We are entering an era where quantum hardware capabilities are beginning to meet the requirements of theoretical quantum protocols. This development brings new urgency to a fundamental question in quantum information processing theory: for which tasks do quantum information processing devices outperform their conventional counterparts?
This project addresses the above challenge in the context of information processing with interacting parties, a natural framework for cryptography, communication, and distributed computing. We take a two-pronged approach, with each prong tackling a fundamental aspect of interactive information processing while maintaining a shared focus on efficiency. We focus on two key areas: entanglement-enabled information processing and efficiency in quantum computations.
The first objective explores entanglement, a uniquely quantum phenomenon that enables powerful advantages in multi-party information processing. We aim to deepen the theoretical foundation of entanglement-enabled computations by developing methods to analyze them, identifying practical scenarios where entanglement can be efficiently utilized, and comparing different models of entanglement to understand their computational potential.

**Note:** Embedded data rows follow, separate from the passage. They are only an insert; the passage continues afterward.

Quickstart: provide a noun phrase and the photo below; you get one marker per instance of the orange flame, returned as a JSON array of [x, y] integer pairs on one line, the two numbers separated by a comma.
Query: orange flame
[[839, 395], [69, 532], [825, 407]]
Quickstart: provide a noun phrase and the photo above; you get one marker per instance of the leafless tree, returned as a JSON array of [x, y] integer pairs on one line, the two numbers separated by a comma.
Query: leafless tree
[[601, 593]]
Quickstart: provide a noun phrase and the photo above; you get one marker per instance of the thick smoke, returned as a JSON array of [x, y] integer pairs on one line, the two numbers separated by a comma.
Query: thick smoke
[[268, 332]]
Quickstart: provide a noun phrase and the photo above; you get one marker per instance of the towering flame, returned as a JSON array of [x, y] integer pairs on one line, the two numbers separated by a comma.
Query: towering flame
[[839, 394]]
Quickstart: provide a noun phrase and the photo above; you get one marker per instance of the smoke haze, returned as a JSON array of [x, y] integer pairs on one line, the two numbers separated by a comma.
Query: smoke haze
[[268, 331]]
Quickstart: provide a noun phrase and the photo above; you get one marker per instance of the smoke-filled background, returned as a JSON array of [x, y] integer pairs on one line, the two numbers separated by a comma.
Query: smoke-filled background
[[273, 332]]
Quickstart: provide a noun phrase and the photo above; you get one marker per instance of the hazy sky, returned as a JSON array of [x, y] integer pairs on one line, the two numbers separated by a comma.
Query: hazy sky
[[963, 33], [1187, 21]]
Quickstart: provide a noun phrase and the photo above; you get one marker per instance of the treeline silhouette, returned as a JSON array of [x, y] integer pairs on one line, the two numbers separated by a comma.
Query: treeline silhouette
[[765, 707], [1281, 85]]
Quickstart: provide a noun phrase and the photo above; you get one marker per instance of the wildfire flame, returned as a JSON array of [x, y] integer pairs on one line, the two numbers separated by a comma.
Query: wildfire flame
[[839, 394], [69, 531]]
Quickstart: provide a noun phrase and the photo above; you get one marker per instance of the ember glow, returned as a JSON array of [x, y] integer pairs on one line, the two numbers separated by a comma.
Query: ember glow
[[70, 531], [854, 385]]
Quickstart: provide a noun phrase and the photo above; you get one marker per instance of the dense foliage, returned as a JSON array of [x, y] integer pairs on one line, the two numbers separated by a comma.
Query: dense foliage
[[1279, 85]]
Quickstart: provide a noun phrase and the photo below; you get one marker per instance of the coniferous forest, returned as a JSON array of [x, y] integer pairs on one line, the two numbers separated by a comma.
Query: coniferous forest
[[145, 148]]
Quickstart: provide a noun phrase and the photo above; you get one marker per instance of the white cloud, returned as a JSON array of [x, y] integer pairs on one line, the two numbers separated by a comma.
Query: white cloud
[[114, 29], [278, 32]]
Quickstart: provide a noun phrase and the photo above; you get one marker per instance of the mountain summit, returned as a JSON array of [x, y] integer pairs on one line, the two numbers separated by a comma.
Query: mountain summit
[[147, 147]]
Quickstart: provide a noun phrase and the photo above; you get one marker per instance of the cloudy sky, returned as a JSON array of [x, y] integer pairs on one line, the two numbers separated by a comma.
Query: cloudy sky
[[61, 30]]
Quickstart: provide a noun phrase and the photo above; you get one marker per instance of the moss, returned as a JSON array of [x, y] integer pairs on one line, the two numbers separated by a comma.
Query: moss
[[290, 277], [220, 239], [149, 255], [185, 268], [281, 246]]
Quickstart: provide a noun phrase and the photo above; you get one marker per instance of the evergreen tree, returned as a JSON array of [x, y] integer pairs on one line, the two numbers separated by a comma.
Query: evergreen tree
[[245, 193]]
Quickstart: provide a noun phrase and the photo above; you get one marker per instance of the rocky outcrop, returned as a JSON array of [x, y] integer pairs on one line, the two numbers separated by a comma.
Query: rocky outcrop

The second objective focuses on improving efficiency in quantum computations, particularly for problems with symmetric quantum inputs, which frequently appear in quantum information theory. While much of quantum theory studies the ultimate capabilities of quantum systems, we aim to make these processes more efficient. Specifically, we will develop optimized algorithms for the quantum Schur transform, a widely used quantum tool. Our approach includes creating a streaming implementation of Schur sampling that can run on small-scale quantum devices, designing error-mitigation techniques for real-world quantum hardware, and constructing efficient quantum circuits for port-based teleportation and related applications.